After a hard day tracking a dingo that has been stealing chickens from the O’ Rourke homestead near Bunyong Creek Toby and Paddy return triumphant with the animal’s pelt to show their Pa, a disciplinarian, who is not very happy that Toby allowed Paddy to shoot the Lovell musket.
While they’re helping their mother to prepare dinner five bushrangers, two white men and three Aborigines arrive at the homestead led by the brutal Warrigal Anderson, his accomplice Jack Tanner and expert Aborigine trackers, Chilbi, Tarrat and Yawong.
An altercation ensues and two shots that kill Sean and Ellen change the brothers’ lives irrevocably. Paddy is so brutally beaten that he suffers brain damage and is rendered speechless. Tanner is also killed and left in the dust as the remaining four bushrangers take off into the hills, followed closely by copper, Sergeant McTavish and tracker Barraworn, who have been after this gang of brigands for months.

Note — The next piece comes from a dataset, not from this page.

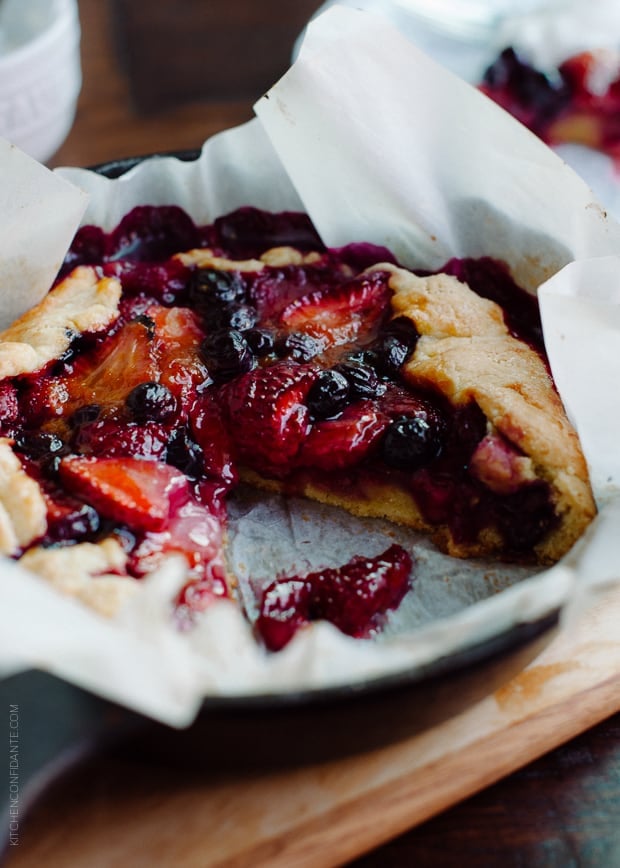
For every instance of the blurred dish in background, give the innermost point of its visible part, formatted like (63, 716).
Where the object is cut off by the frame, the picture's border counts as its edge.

Toby and Paddy will soon be rendered homeless when the wealthy neighbouring farmer, Henry Pelham, who has his eye on the eternal spring at the homestead takes over the O’Rourke debt from the bank making the boys beholden to him. The brothers resolve to get their revenge on Anderson and their farm back by selling their cattle at Geelong, more than six days away. They hire two drovers, Scotchy and Dundas to help to get the herd to market. But things don’t go as planned and the two brothers are left destitute and their hopes of getting their homestead back blow away like gold dust in the wind.

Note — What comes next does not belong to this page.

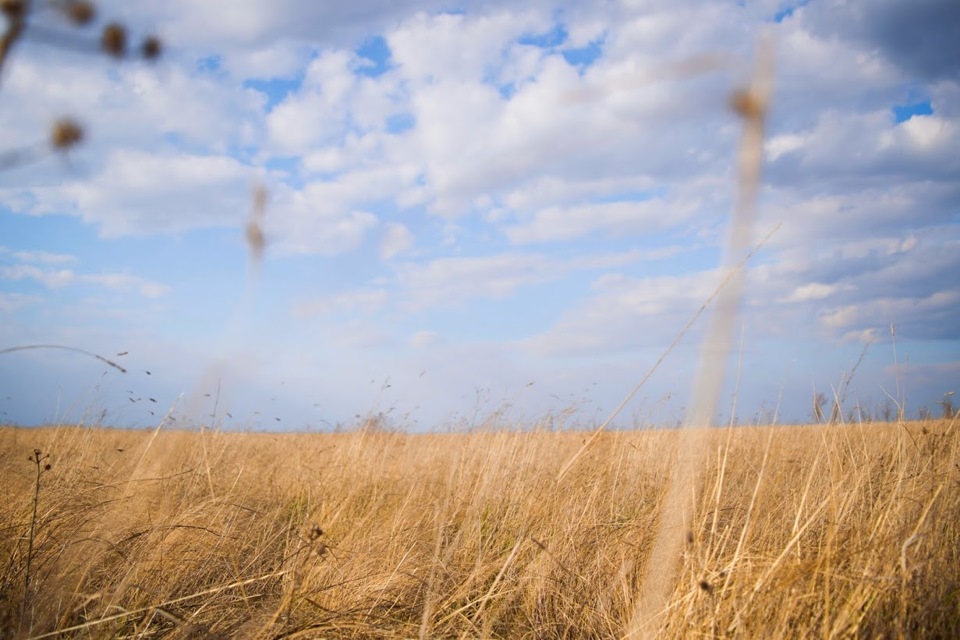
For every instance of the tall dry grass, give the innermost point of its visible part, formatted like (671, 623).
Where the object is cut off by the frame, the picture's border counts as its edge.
(827, 531)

Their plan is to get jobs as stockmen but fate and a fork in the road takes them towards the gold diggings in Ballarat and on the way they save the Hockings from two robbers and then decide to throw in their lot with the family, newly arrived from England. Blood In The Dust covers several historical incidents including a rebellion by the miners who rise up in protest against the high tax on gold licences, among others.
But the ragtag bunch armed with old muskets, pitchforks and spades are no match for the colonial army.
Toby has left the diggings to Paddy and Frank and gets a job at a sawmill so he can help with the mining venture.
Fast forward a few months and Warrigal Anderson and his men are still eluding the long arm of the law. They steal a chest of gold and kill the four escorts. By the time the theft is discovered Anderson is well on his way heading for the Aborigines’ sacred grounds.
Fate always turns on the spin of a coin and when Toby tracks the rapist and murderer of Caroline Dunn, a miner’s daughter he is feted as a hero.
The Mining Commissioner asks him to help McTavish to find Anderson and his gang. There’s also a reward for recovering the gold so he and Paddy join the hunt and there are some hair-raising moments when Toby escapes death a few times. However, help comes from an unexpected source. There are some predictable episodes that you can see coming from a mile away ,though
If you’re looking for a literary gem it’s not Blood In The Dust. However, if you want a great escapist read then this debut from Bill Swiggs is it.